One bailout begets another; or, at least it does if you don't realize your philosophy completely sucks, and that you can't out-maneuver mathematics. It softens, widens and deepens the collapse of debt default into a down-trending, see-saw shape. The default has to happen to relieve the exponential growth in debt, but bailouts distort and prolong the process. They introduce mistrust in the market environment, destroying the meaning of prices. Many groups (from the porn industry, to autos, to homebuilders, to banks) demand a bailout, and everyone else waits to buy because they don't know who is going to get favored next. Bailouts ultimately drag out the eventual re-establishment of a solid bottom, which is necessary for true, proper linear economic growth from real production.

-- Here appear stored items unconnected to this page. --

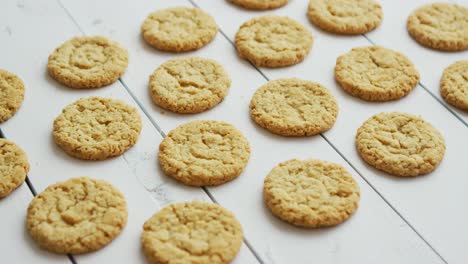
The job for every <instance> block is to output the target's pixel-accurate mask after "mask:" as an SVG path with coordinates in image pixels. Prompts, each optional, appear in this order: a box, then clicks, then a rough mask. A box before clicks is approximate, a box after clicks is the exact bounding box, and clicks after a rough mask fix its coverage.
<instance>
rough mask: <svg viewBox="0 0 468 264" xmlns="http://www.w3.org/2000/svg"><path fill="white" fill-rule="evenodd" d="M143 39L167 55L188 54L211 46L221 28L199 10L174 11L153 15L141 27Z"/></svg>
mask: <svg viewBox="0 0 468 264" xmlns="http://www.w3.org/2000/svg"><path fill="white" fill-rule="evenodd" d="M141 33H142V34H143V38H144V39H145V41H146V42H148V44H150V45H151V46H153V47H155V48H157V49H159V50H164V51H174V52H184V51H190V50H196V49H199V48H201V47H203V46H205V45H206V44H208V43H209V42H211V41H212V40H213V39H214V37H215V36H216V33H218V26H217V25H216V22H215V21H214V19H213V17H211V16H210V15H209V14H208V13H206V12H204V11H203V10H201V9H199V8H188V7H173V8H167V9H162V10H157V11H155V12H153V13H151V14H150V15H149V16H148V17H147V18H146V19H145V21H144V22H143V24H142V25H141Z"/></svg>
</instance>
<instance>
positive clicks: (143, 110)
mask: <svg viewBox="0 0 468 264" xmlns="http://www.w3.org/2000/svg"><path fill="white" fill-rule="evenodd" d="M57 3H58V4H59V5H60V7H61V8H62V9H63V10H64V11H65V13H66V14H67V16H68V17H69V18H70V19H71V20H72V21H73V24H75V26H76V27H77V28H78V30H79V31H80V32H81V34H83V35H84V36H86V33H85V31H84V30H83V29H82V28H81V26H80V25H79V24H78V22H77V21H76V20H75V18H74V17H73V16H72V15H71V13H70V12H69V11H68V9H67V8H66V7H65V6H64V5H63V4H62V2H61V1H60V0H57ZM119 83H120V84H121V85H122V86H123V87H124V90H126V91H127V93H128V94H129V95H130V97H131V98H132V99H133V101H135V103H136V104H137V105H138V107H139V108H140V109H141V111H142V112H143V113H144V114H145V116H146V117H147V118H148V119H149V120H150V122H151V124H152V125H153V126H154V128H155V129H156V130H157V131H158V133H159V134H160V135H161V137H163V138H165V137H166V133H165V132H164V131H163V130H162V128H161V127H160V126H159V125H158V124H157V123H156V121H155V120H154V119H153V118H152V117H151V115H150V114H149V113H148V112H147V111H146V108H145V107H144V106H143V104H142V103H141V102H140V101H139V100H138V98H137V97H136V96H135V95H134V94H133V93H132V91H131V90H130V88H128V86H127V84H125V82H124V81H123V80H122V78H119ZM143 187H145V186H143ZM201 189H202V190H203V191H204V192H205V193H206V195H207V196H208V197H209V198H210V200H211V201H212V202H213V203H216V204H219V203H218V202H217V201H216V199H215V198H214V196H213V195H212V194H211V192H210V191H209V190H208V189H207V188H206V187H201ZM145 190H147V189H146V188H145ZM147 191H148V190H147ZM243 241H244V244H245V245H246V246H247V248H248V249H249V250H250V252H251V253H252V255H253V256H254V257H255V258H256V259H257V261H258V262H259V263H260V264H264V263H265V262H264V261H263V259H262V258H261V257H260V255H259V254H258V253H257V251H256V250H255V249H254V248H253V247H252V245H251V244H250V242H249V241H248V240H247V239H246V238H245V236H244V238H243ZM69 257H70V260H71V261H72V263H73V264H77V263H76V262H74V259H73V256H71V255H70V256H69Z"/></svg>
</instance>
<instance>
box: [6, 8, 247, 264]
mask: <svg viewBox="0 0 468 264" xmlns="http://www.w3.org/2000/svg"><path fill="white" fill-rule="evenodd" d="M0 25H5V26H4V27H5V28H6V27H8V30H7V31H2V32H0V43H2V49H1V50H0V58H2V60H1V63H2V65H1V67H2V68H5V69H8V70H10V71H12V72H15V73H17V74H18V75H19V76H20V77H21V78H22V79H23V81H24V82H25V85H26V97H25V101H24V103H23V106H22V107H21V109H20V111H19V112H18V114H17V115H16V116H15V117H14V118H12V119H11V120H9V121H8V122H6V123H4V124H2V125H1V129H2V130H3V131H4V133H5V134H6V136H7V137H8V138H9V139H11V140H13V141H15V142H17V143H18V144H19V145H21V146H22V148H23V149H24V150H25V151H26V152H27V153H28V156H29V160H30V162H31V171H30V174H29V176H30V178H31V181H32V183H33V184H34V186H35V187H36V189H37V191H38V192H40V191H42V190H43V189H44V188H46V187H47V186H48V185H50V184H52V183H55V182H57V181H63V180H66V179H68V178H71V177H76V176H81V175H86V176H91V177H94V178H99V179H104V180H107V181H109V182H110V183H112V184H113V185H115V186H116V187H117V188H119V189H120V190H121V191H122V192H123V193H124V195H125V197H126V199H127V203H128V209H129V219H128V223H127V226H126V227H125V229H124V231H123V232H122V234H121V235H119V236H118V237H117V239H116V240H115V241H114V242H112V243H111V244H110V245H109V246H107V247H106V248H104V249H102V250H100V251H97V252H95V253H91V254H86V255H79V256H75V257H76V259H77V261H78V263H145V262H146V261H145V259H144V256H143V253H142V251H141V249H140V234H141V230H142V225H143V223H144V221H145V220H146V219H147V218H149V217H150V216H151V215H152V214H153V213H155V212H156V211H157V210H159V209H160V208H161V207H162V206H164V205H166V204H168V203H170V202H178V201H187V200H193V199H197V200H205V201H210V199H209V197H208V196H207V195H206V194H205V193H204V192H203V191H202V190H201V189H200V188H189V187H185V186H183V185H180V184H178V183H176V182H175V181H174V180H172V179H170V178H168V177H166V176H164V175H163V174H162V173H161V171H160V170H159V167H158V166H157V163H156V155H157V149H158V145H159V143H160V141H161V139H162V138H161V136H160V134H159V133H158V132H157V131H156V129H155V128H154V127H153V126H152V125H151V123H150V122H149V120H148V119H147V118H145V116H144V114H143V113H142V112H140V114H141V115H142V117H143V129H142V133H141V135H140V139H139V141H138V142H137V144H136V145H135V146H134V147H133V148H131V149H130V150H129V151H128V152H126V153H125V154H124V155H123V156H121V157H117V158H114V159H111V160H106V161H97V162H91V161H80V160H77V159H74V158H71V157H69V156H67V155H66V154H65V153H64V152H63V151H62V150H61V149H59V148H58V147H57V146H56V145H55V144H54V142H53V139H52V136H51V129H52V123H53V120H54V119H55V117H56V116H57V115H58V114H59V113H60V112H61V110H62V108H63V107H65V106H66V105H67V104H69V103H72V102H73V101H75V100H77V99H78V98H81V97H86V96H91V95H100V96H107V97H112V98H117V99H122V100H124V101H126V102H127V103H129V104H131V105H135V103H134V102H133V101H132V99H131V97H130V96H129V95H128V94H127V92H126V91H125V89H124V88H123V86H122V85H121V84H119V83H115V84H113V85H111V86H109V87H105V88H101V89H97V90H73V89H68V88H66V87H64V86H62V85H59V84H58V83H57V82H55V81H54V80H52V79H51V78H50V77H49V76H48V75H47V73H46V64H47V57H48V55H49V54H50V53H51V52H52V51H53V50H54V49H55V48H56V47H57V46H58V45H60V44H61V43H62V42H64V41H65V40H67V39H69V38H71V37H73V36H76V35H81V33H80V32H79V31H78V30H77V27H76V25H74V24H73V22H72V21H71V19H70V18H69V17H68V16H67V15H66V13H65V12H64V10H63V9H62V8H61V7H60V6H59V5H58V2H55V1H45V0H41V1H37V0H29V1H21V2H18V3H15V2H2V3H1V4H0ZM130 60H132V58H131V59H130ZM135 106H136V105H135ZM143 186H144V187H143ZM148 191H149V192H148ZM30 198H32V197H30ZM152 198H153V199H152ZM2 202H3V201H2ZM5 204H6V203H5ZM26 204H27V203H26ZM26 204H21V205H20V204H18V210H23V211H24V212H25V210H26V206H25V205H26ZM6 205H10V204H9V203H8V204H6ZM8 210H9V209H8V208H7V207H5V210H1V211H0V214H1V215H4V214H9V213H10V212H9V211H8ZM23 222H24V220H23ZM23 222H20V224H19V225H18V228H21V229H22V230H24V225H23ZM24 232H25V231H23V233H24ZM10 239H18V241H16V240H15V243H17V244H21V243H23V244H25V243H26V242H24V241H23V239H22V238H15V237H7V236H2V238H1V239H0V241H2V243H8V241H9V240H10ZM28 243H29V242H28ZM33 246H35V245H33ZM30 247H31V246H30V245H29V244H25V245H24V246H22V247H18V248H22V249H25V250H26V249H29V250H34V251H36V250H39V249H38V248H37V247H36V248H34V247H33V248H32V249H30ZM4 249H5V248H2V249H1V250H4ZM25 254H30V252H26V253H25ZM4 260H5V259H4ZM52 260H53V258H51V261H52ZM5 261H7V262H8V263H13V262H15V260H14V259H6V260H5ZM38 261H39V258H38ZM236 262H237V263H255V262H256V259H255V258H254V257H253V255H252V254H251V252H250V251H249V250H248V249H247V248H246V247H245V245H244V246H243V247H242V249H241V252H240V254H239V256H238V257H237V258H236ZM25 263H28V262H25ZM29 263H33V262H29Z"/></svg>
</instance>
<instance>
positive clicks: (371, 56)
mask: <svg viewBox="0 0 468 264" xmlns="http://www.w3.org/2000/svg"><path fill="white" fill-rule="evenodd" d="M335 79H336V81H337V82H338V83H339V84H340V85H341V87H342V88H343V89H344V90H345V91H346V92H348V93H349V94H351V95H352V96H355V97H358V98H361V99H363V100H367V101H391V100H396V99H399V98H402V97H403V96H406V95H408V94H409V93H410V92H411V90H413V88H414V87H415V86H416V85H417V84H418V82H419V73H418V71H417V70H416V68H415V67H414V65H413V63H411V61H410V60H409V59H408V58H407V57H406V56H405V55H403V54H401V53H399V52H396V51H393V50H390V49H387V48H384V47H379V46H368V47H360V48H354V49H352V50H351V51H350V52H348V53H346V54H344V55H342V56H340V57H338V59H337V60H336V65H335Z"/></svg>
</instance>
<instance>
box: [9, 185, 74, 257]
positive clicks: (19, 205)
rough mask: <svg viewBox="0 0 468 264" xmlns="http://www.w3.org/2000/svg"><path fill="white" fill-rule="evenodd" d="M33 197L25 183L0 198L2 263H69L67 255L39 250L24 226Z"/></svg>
mask: <svg viewBox="0 0 468 264" xmlns="http://www.w3.org/2000/svg"><path fill="white" fill-rule="evenodd" d="M32 197H33V195H32V193H31V192H30V190H29V189H28V186H26V183H25V184H23V185H22V186H20V187H19V188H18V189H16V190H15V191H14V192H12V193H11V194H10V195H9V196H7V197H5V198H3V199H0V215H1V219H2V222H1V223H2V224H1V225H0V234H2V238H1V239H0V254H1V256H2V263H3V262H4V261H5V263H38V264H49V263H51V264H52V263H61V264H70V263H71V262H70V260H69V259H68V258H67V256H58V255H55V254H52V253H48V252H46V251H43V250H39V249H38V248H37V247H36V245H35V244H34V241H32V239H31V237H30V236H29V235H28V234H27V231H26V229H25V228H24V222H25V217H26V210H25V208H27V206H28V204H29V201H30V200H31V198H32Z"/></svg>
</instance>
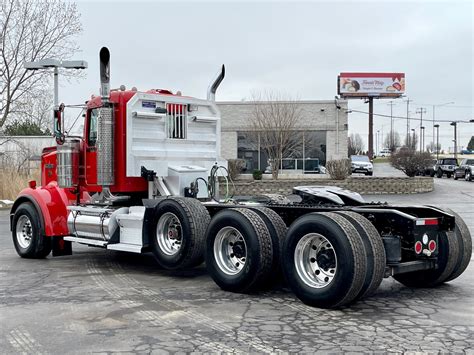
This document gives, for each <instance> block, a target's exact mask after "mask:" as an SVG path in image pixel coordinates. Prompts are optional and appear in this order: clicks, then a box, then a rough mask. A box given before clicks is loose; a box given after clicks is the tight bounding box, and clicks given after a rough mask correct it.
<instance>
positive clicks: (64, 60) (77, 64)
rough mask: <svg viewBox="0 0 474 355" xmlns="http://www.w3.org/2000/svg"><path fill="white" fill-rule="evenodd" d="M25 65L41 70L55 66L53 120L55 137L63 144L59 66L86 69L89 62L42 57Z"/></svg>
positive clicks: (61, 67) (27, 68)
mask: <svg viewBox="0 0 474 355" xmlns="http://www.w3.org/2000/svg"><path fill="white" fill-rule="evenodd" d="M23 66H24V67H25V69H26V70H40V69H49V68H53V86H54V88H53V90H54V97H53V104H54V111H53V122H54V128H53V132H54V137H56V142H57V143H58V144H62V143H63V142H64V116H63V114H62V110H63V108H60V107H59V68H65V69H86V68H87V62H86V61H84V60H63V61H60V60H57V59H41V60H38V61H35V62H25V63H23Z"/></svg>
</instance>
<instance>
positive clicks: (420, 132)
mask: <svg viewBox="0 0 474 355" xmlns="http://www.w3.org/2000/svg"><path fill="white" fill-rule="evenodd" d="M416 113H419V114H420V152H422V151H424V146H423V145H424V144H425V142H424V140H425V137H424V136H425V129H424V128H422V127H423V114H424V113H426V109H425V108H424V107H419V108H418V109H417V110H416Z"/></svg>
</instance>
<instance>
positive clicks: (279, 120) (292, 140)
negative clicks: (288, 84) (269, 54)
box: [250, 92, 302, 179]
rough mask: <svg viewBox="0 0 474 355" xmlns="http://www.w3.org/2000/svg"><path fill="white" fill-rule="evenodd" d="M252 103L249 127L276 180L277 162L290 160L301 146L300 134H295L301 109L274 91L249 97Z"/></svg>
mask: <svg viewBox="0 0 474 355" xmlns="http://www.w3.org/2000/svg"><path fill="white" fill-rule="evenodd" d="M253 102H254V105H253V111H252V115H251V117H250V126H251V128H252V130H253V131H254V132H255V133H256V134H258V137H259V139H260V147H261V149H263V150H264V151H265V153H266V154H267V156H268V158H269V161H270V166H271V168H272V177H273V179H278V173H279V171H280V162H281V160H282V159H283V158H287V157H293V156H294V155H295V152H296V151H298V149H300V145H302V138H301V135H302V132H298V131H296V127H297V126H298V123H299V121H300V119H301V106H300V105H299V104H298V102H296V101H294V100H291V99H286V98H284V97H283V96H282V95H281V94H277V93H274V92H266V93H265V94H263V95H258V94H257V95H253Z"/></svg>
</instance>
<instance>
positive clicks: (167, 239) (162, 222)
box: [150, 197, 210, 269]
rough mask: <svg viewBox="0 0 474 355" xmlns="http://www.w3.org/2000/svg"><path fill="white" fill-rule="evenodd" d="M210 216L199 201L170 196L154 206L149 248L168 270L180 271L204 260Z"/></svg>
mask: <svg viewBox="0 0 474 355" xmlns="http://www.w3.org/2000/svg"><path fill="white" fill-rule="evenodd" d="M209 220H210V217H209V213H208V212H207V210H206V208H205V207H204V206H203V205H202V204H201V203H200V202H199V201H197V200H195V199H192V198H186V197H171V198H167V199H164V200H162V201H161V202H160V203H159V204H158V205H157V206H156V207H155V215H154V218H153V222H152V223H151V226H150V246H151V249H152V252H153V255H154V256H155V258H156V260H157V261H158V263H159V264H160V265H161V266H162V267H164V268H166V269H181V268H186V267H193V266H196V265H199V264H200V263H202V261H203V253H204V238H205V232H206V227H207V225H208V224H209Z"/></svg>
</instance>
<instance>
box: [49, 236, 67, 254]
mask: <svg viewBox="0 0 474 355" xmlns="http://www.w3.org/2000/svg"><path fill="white" fill-rule="evenodd" d="M52 242H53V243H52V244H53V256H64V255H72V242H69V241H66V240H64V239H63V237H52Z"/></svg>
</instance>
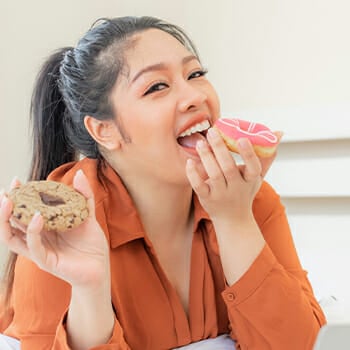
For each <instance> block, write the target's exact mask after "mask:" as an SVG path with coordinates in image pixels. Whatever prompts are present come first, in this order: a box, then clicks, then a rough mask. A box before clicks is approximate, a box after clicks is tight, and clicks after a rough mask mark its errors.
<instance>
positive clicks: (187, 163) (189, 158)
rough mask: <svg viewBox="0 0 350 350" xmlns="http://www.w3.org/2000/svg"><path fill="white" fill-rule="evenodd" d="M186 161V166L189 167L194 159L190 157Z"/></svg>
mask: <svg viewBox="0 0 350 350" xmlns="http://www.w3.org/2000/svg"><path fill="white" fill-rule="evenodd" d="M186 163H187V166H190V167H192V166H194V161H193V159H191V158H189V159H187V162H186Z"/></svg>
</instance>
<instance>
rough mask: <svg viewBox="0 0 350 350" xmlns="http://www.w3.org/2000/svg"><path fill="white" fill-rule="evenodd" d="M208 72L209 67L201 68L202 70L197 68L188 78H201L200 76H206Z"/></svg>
mask: <svg viewBox="0 0 350 350" xmlns="http://www.w3.org/2000/svg"><path fill="white" fill-rule="evenodd" d="M207 73H208V70H207V69H200V70H196V71H195V72H193V73H191V74H190V76H189V77H188V79H189V80H190V79H195V78H200V77H204V76H205V75H206V74H207Z"/></svg>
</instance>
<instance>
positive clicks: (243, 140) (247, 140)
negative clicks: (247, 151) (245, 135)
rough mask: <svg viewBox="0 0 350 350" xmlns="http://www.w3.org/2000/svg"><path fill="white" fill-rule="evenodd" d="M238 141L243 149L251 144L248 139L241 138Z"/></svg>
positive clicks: (239, 145) (247, 147) (238, 143)
mask: <svg viewBox="0 0 350 350" xmlns="http://www.w3.org/2000/svg"><path fill="white" fill-rule="evenodd" d="M237 142H238V144H239V146H240V147H241V148H242V149H246V148H248V144H249V143H248V139H245V138H242V139H239V140H238V141H237Z"/></svg>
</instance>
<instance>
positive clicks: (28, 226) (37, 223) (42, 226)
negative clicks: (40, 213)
mask: <svg viewBox="0 0 350 350" xmlns="http://www.w3.org/2000/svg"><path fill="white" fill-rule="evenodd" d="M43 227H44V220H43V217H42V216H41V214H40V212H36V213H35V214H34V215H33V217H32V220H31V221H30V223H29V225H28V228H27V245H28V249H29V251H30V255H31V259H32V260H34V261H35V262H36V263H37V264H38V266H39V267H43V265H44V262H45V261H46V258H47V254H46V249H45V247H44V245H43V242H42V237H41V232H42V230H43Z"/></svg>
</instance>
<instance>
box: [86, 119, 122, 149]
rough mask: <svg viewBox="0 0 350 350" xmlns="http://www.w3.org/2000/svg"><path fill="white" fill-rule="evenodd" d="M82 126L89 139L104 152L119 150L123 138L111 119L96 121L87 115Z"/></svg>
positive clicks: (117, 128) (116, 125) (114, 123)
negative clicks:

The other problem with bailouts is that, to be blunt, it's like trying to treat a burn victim with a blowtorch. We have a huge debt problem. Debt is defaulting, causing total money/credit to contract (read: deflation) back to sustainable levels. This *must* happen, because banks and the Fed serially blew bubbles in the market to just kick the can down the road, and the can was getting bigger, and bigger. Bailouts of necessity require an increase in debt or a decrease in savings, which is precisely the problem that got us here in the first place. And, once you have a few patrons addicted to debt, they don't get broken of the habit without some really bad hangovers, and have to fall on their face a few times before they realize you are serious about cutting them loose. This is as true of corporations as it is of individual people. The longer you go giving out bailouts, the harder it will be to cut off the freeloaders later, and so it goes until your hand is forced. In the meantime, you will have done yourself likely serious harm in terms of solvency. There is no "right amount" of capital to give out that will turn a recession around; companies, and people, are black holes when it comes to money. Those who manage it well don't need bailouts, even when they are bankrupt, and those who don't will never manage it well even if they get bailed out. What's even worse, is the government is bailing firms out with *our* money, not theirs. See the following for a funny, but accurate depiction of what is going on:

http://patrick.net/housing/contrib/Fannie.jpg


Recursive bailouts are predicated on the people who have the power to give the money out either ignoring, or not understanding these simple truths. The average person, and thus the average company, is not so unlike a homeless guy that you give $4 million. Generally speaking, he'll blow it in no time and not be better off in the long run. If you think that means you just didn't give him enough, then you are throwing good money after bad and are a complete fool.

The parallels to what our government is doing are quite obvious.